É nesse cenário que a Ambios, empresa mato-grossense que faz parte da Natter, se posiciona entre as que lideram o avanço dos biofertilizantes no país. A companhia atua no desenvolvimento de tecnologias que conectam produtividade e saúde do solo, com foco em sistemas agrícolas mais eficientes e resilientes.
“Diante da instabilidade e da pressão sobre fertilizantes convencionais, o produtor precisa olhar para dentro da porteira. Eficiência no uso de nutrientes e saúde do solo deixam de ser diferencial e passam a ser estratégia para sustentar produtividade e reduzir riscos”, afirma o CEO da Natter, Rafael Bortoli.
Nesse movimento, o Ingrow ganha espaço como uma das principais tecnologias da Ambios no campo. A indústria, recentemente habilitada como produtora de biofertilizante, elabora produtos a partir de biocompostos naturais e representa uma nova abordagem no uso de insumos agrícolas.
A nova geração de biofertilizantes aposta no metabolismo vegetal como caminho para elevar o patamar de produtividade. Mais do que fornecer nutrientes, o Ingrow atua como indutor de desempenho fisiológico, ativando rotas metabólicas que ampliam a capacidade produtiva das culturas.
Para o gerente de pesquisa e desenvolvimento de mercado da Ambios, Denis Matos, o avanço está na mudança de enfoque na nutrição das plantas. “O metabolismo passa a ser o centro da estratégia. Ao ativar esses processos, a planta aproveita melhor os recursos disponíveis e sustenta eficiência produtiva, mesmo em condições de estresse”, diz.
Segundo o diretor comercial da Ambios, Sandro Fernandes, o foco está no resultado prático em campo. “Não se trata apenas de fornecer nutrientes. Quando ativamos essas rotas fisiológicas, a planta responde com mais eficiência, e isso se traduz em produtividade”, explica.
Ensaios técnicos conduzidos em diferentes regiões indicam incrementos significativos por hectare em culturas como soja, milho e algodão. A formulação, rica em carbono orgânico, peptídeos e aminoácidos naturais, também favorece o desenvolvimento radicular, amplia a área foliar e aumenta a resiliência das plantas a estresses climáticos.

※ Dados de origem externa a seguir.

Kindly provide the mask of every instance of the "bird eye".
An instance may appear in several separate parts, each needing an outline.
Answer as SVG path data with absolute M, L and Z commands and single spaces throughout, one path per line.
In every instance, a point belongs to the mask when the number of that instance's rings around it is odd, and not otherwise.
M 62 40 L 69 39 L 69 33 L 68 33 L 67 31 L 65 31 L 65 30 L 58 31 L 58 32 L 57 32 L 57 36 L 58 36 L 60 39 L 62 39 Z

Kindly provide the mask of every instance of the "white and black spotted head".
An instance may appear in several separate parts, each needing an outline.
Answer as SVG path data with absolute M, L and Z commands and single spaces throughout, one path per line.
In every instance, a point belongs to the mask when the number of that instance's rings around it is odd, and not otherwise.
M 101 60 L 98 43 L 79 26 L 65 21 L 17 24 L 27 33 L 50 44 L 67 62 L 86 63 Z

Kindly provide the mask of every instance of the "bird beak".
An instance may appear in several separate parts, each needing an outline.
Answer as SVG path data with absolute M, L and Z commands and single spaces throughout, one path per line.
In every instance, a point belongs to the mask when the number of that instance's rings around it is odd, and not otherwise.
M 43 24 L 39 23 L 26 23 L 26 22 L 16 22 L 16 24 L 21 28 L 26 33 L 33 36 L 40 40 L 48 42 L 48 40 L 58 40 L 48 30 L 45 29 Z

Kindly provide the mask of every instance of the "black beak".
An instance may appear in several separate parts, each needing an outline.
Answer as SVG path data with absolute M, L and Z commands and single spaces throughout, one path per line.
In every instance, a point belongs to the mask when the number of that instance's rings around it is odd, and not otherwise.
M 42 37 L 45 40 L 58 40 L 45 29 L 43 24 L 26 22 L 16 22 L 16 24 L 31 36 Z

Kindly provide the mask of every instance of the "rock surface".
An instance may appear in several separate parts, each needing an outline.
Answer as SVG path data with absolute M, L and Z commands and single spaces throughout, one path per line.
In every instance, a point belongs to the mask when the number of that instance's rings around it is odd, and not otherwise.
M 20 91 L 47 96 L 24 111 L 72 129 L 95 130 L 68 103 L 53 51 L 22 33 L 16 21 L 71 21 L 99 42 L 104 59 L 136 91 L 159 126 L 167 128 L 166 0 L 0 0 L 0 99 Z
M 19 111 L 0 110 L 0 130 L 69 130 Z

Outro diferencial está na facilidade operacional. De acordo com o diretor industrial da Ambios, Nilton Ribeiro, o biofertilizante foi desenvolvido para se integrar ao manejo já adotado nas propriedades. “Não há restrições de mistura e a aplicação pode ser feita via sulco de plantio ou foliar, sem gerar complexidade ao produtor”, destaca.
Ao transformar coprodutos da cadeia do pescado em tecnologia agrícola, a Ambios reforça um modelo baseado em economia circular que alia sustentabilidade e eficiência produtiva, um diferencial cada vez mais relevante para um setor que busca reduzir custos, ganhar previsibilidade e produzir mais com melhor uso dos recursos disponíveis.